Родина моя

Юрий Семёнович Манаков
               Примечательно, что эту запись я веду на высоте более двух тысяч метров над уровнем моря, лёжа на животе в трепещущейся от порывов ветра палатке. Выше нас, за грядой россыпей, клочковатых полосок увядающего тундрового ягеля и замшелых валунов-морен, стекающих отовсюду в так называемый цирк – кратерообразное плато, громоздятся базальтовые цепи величественных скал, в слоях гранита и кварца. Кое-где по выположенным склонам топорщатся из каменных нагромождений пучки и букеты карликовых лиственниц и пихт, кедрового стланика.
Вчера, после того как под расщеплённым молнией кедром мы разбили наш лагерь, и в сторонке, на месте старого костровища, сообразили свой костерок и вскипятили чай со смородиновыми листьями, черникой и баданом-чагыром, отдыхая и оглядывая окрестные скалы, все трое одновременно увидели мы вёрткого соболька. Он грациозно прыгал с камня на камень, покуда не миновал всю россыпь, что простёрлась гигантской, шершавой, в мозолистых буграх, ладонью метрах в пятнадцати ниже нашей палатки. На нас чёрный с блестящим отливом зверек даже и не глянул. А вот пищуха-сеноставка, что выскочила из расколотого скальника мне навстречу, когда я собирал кедровую щепу, лишь на несколько секунд застыла свечой и тут же проворно юркнула под плиту.
     Сюда, наверх, мы взбирались по тропинке, петляющей встречь руслу горной речки Колотушки. Название любопытное, но разгадывается очень даже легко: речка делит надвое могучий кедровый лес, начинающийся от подножия Ивановского белка и добирающийся своим массивом до альпийских цирков и террас у подошвы пиков Трёх Братьев. И каждому, кто хоть однажды заготавливал кедровые орехи, известно каким способом оббивают спелые шишки с высоченных крон и разлапистых веток: колотят специально сработанной увесистой дубиной, и кедровые плоды сыплются вниз как горох. Только успевай собирать да ссыпать в мешки и оттуда уже в барабан для ошелушивания. Хорош этот процесс за разговором ночью у костра под августовским звёздным небом!
      Нынешний год тоже урожайный. По пути наверх, на тропинке нам попадались комья спрессованных скорлупок кедрового ореха – последствия медвежьего обеда. Проходя через заросли спелой красной смородины - кислицы мы отметили, что и здесь побывал косолапый: кусты помяты и подраны, лакомясь, рясные кисти бордовых ягод зверь как бы сдаивал с веток себе в пасть. Что-то осталось и на нашу долю. Мы, сбросив рюкзаки, тоже попотчевали себя терпко-сладкой кислицей.
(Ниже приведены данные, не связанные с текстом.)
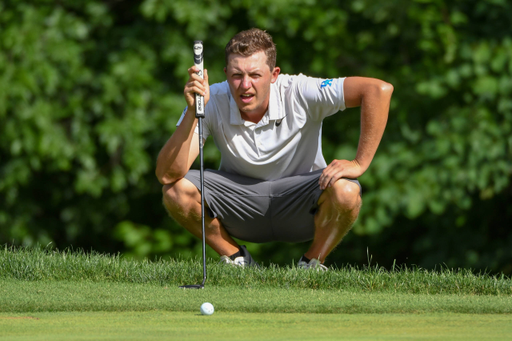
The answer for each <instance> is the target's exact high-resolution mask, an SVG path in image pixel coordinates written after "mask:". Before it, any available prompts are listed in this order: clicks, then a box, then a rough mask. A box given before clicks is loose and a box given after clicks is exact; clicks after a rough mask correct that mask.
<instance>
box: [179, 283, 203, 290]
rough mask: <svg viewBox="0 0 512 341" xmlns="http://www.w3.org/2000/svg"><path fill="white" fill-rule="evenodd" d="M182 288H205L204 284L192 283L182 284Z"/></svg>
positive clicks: (201, 288) (190, 288)
mask: <svg viewBox="0 0 512 341" xmlns="http://www.w3.org/2000/svg"><path fill="white" fill-rule="evenodd" d="M180 288H183V289H204V284H190V285H182V286H180Z"/></svg>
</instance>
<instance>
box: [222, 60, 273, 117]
mask: <svg viewBox="0 0 512 341" xmlns="http://www.w3.org/2000/svg"><path fill="white" fill-rule="evenodd" d="M224 72H225V73H226V77H227V81H228V84H229V87H230V89H231V94H232V95H233V98H234V99H235V102H236V104H237V105H238V109H239V110H240V114H241V115H242V118H243V119H245V120H249V121H254V120H257V121H259V120H260V119H261V117H263V115H264V114H265V112H266V111H267V109H268V103H269V99H270V84H271V83H274V82H275V81H276V80H277V76H278V75H279V72H280V69H279V68H278V67H275V68H274V70H272V71H270V68H269V66H268V65H267V56H266V55H265V52H263V51H260V52H257V53H255V54H253V55H251V56H249V57H243V56H240V55H237V54H232V55H230V56H229V58H228V66H227V67H226V68H225V69H224Z"/></svg>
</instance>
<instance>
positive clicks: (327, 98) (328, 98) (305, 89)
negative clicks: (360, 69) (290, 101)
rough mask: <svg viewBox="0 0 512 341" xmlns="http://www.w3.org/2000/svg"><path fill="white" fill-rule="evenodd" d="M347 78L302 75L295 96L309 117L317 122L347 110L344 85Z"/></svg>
mask: <svg viewBox="0 0 512 341" xmlns="http://www.w3.org/2000/svg"><path fill="white" fill-rule="evenodd" d="M344 81H345V78H331V79H323V78H313V77H306V76H304V75H300V76H299V77H298V82H297V84H296V87H295V94H294V95H295V96H297V98H298V100H299V102H301V104H302V105H303V106H304V107H305V109H306V112H307V113H308V116H309V117H310V118H312V119H313V120H315V121H321V120H323V119H324V118H326V117H328V116H331V115H334V114H335V113H337V112H338V111H342V110H345V108H346V107H345V98H344V93H343V83H344Z"/></svg>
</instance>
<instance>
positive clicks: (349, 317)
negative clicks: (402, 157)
mask: <svg viewBox="0 0 512 341" xmlns="http://www.w3.org/2000/svg"><path fill="white" fill-rule="evenodd" d="M511 335H512V316H511V315H509V314H493V315H482V314H453V313H441V314H431V313H428V314H291V313H290V314H286V313H236V312H229V313H227V312H222V311H218V312H215V314H214V315H212V316H202V315H200V314H199V309H198V313H191V312H167V311H159V310H156V311H150V312H47V313H32V314H6V313H2V314H0V339H2V340H52V341H53V340H208V341H213V340H340V339H343V340H375V339H379V340H397V339H403V340H416V339H417V340H420V339H421V340H465V341H468V340H486V339H487V340H510V339H511Z"/></svg>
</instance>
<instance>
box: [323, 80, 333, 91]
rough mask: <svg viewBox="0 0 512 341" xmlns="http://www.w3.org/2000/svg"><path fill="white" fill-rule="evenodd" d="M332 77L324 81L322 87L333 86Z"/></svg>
mask: <svg viewBox="0 0 512 341" xmlns="http://www.w3.org/2000/svg"><path fill="white" fill-rule="evenodd" d="M332 81H333V80H332V79H327V80H325V81H323V82H322V84H320V89H323V88H325V87H326V86H331V85H332Z"/></svg>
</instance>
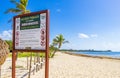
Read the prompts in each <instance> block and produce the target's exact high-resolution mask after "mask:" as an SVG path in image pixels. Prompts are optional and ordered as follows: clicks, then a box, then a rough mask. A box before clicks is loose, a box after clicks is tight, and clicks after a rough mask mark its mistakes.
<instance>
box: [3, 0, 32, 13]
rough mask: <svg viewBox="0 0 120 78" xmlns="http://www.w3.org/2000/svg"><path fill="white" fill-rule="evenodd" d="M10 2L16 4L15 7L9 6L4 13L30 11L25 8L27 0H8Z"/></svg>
mask: <svg viewBox="0 0 120 78" xmlns="http://www.w3.org/2000/svg"><path fill="white" fill-rule="evenodd" d="M10 2H11V3H13V4H15V5H16V8H10V9H8V10H7V11H6V12H5V13H16V14H17V15H21V14H26V13H30V10H27V9H26V7H27V5H28V0H20V2H16V1H15V0H10Z"/></svg>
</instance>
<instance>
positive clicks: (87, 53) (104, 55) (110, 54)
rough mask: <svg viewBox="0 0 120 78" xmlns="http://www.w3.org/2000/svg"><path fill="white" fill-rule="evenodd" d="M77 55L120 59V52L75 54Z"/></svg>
mask: <svg viewBox="0 0 120 78" xmlns="http://www.w3.org/2000/svg"><path fill="white" fill-rule="evenodd" d="M74 53H75V54H86V55H90V56H107V57H112V58H120V52H74Z"/></svg>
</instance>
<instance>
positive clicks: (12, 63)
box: [12, 51, 16, 78]
mask: <svg viewBox="0 0 120 78" xmlns="http://www.w3.org/2000/svg"><path fill="white" fill-rule="evenodd" d="M15 60H16V53H15V51H13V52H12V78H15V65H16V64H15V62H16V61H15Z"/></svg>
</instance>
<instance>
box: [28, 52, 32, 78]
mask: <svg viewBox="0 0 120 78" xmlns="http://www.w3.org/2000/svg"><path fill="white" fill-rule="evenodd" d="M31 63H32V52H31V56H30V67H29V75H28V78H30V75H31V67H32V66H31Z"/></svg>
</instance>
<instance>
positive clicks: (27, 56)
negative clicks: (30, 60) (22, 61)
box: [27, 56, 28, 70]
mask: <svg viewBox="0 0 120 78" xmlns="http://www.w3.org/2000/svg"><path fill="white" fill-rule="evenodd" d="M27 70H28V56H27Z"/></svg>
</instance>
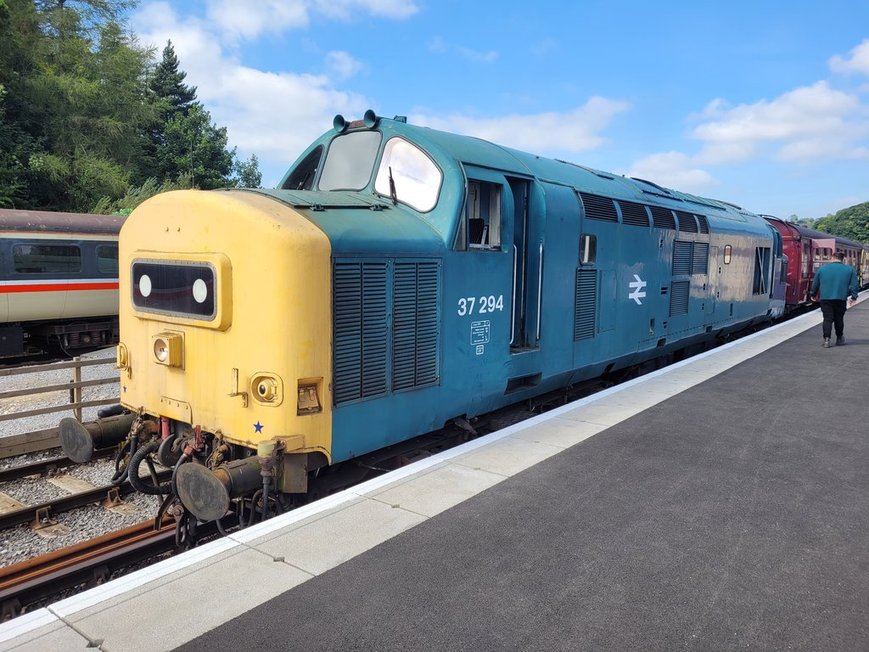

Милая ты моя родина! Бесчисленное количество раз карабкался я по крутым каменистым тропам и скалистым гребням к твоим вершинам, на которых по бокам огромными белыми заплатами отблескивают и в самые жаркие летние месяцы снежники-ледники. Удивительней всего здесь побывать в начале сентября. Тогда всего на каких-то пяти-шести метрах ты увидишь и зиму, и весну, и лето, и осень на оттаявших полосках. Ты стоишь на твёрдом насте ледника, в метре от него, на вытаявшей земле, лазоревые колокольцы кандыков и белые лепестки подснежников; ещё пониже полыхают оранжевые бутоны жарков и роскошные багровые букеты марьиных корений; дальше вниз колышутся на тонких длинных стеблях лиловые семенные коробочки  маральего корня и увядшие жёлтые соцветья золотого корня. А по распадкам, ущельям и лесистым седёлкам такое неописуемое буйство цветов и красок, что всякое сравнение, даже самое изощрённое, здесь будет неполным и бледным. Это просто надо видеть, именно живым глазом видеть, потому как и фотография, и видеосъёмка не умеют передать яркую палитру и трепетную теплоту угасающей алтайской природы, которая напоследок выплёскивает в мир, на престол синего бездонного неба всё самое яркое, щедрое, лучшее.
         И это, поверьте мне, запоминается и, мало того, долгой сибирской, морозной порой не только согревает твоё сердце, но и определяет цель: непременно еще хоть разок подняться в эти изумительные места и напитаться здесь животворной и праведной силой.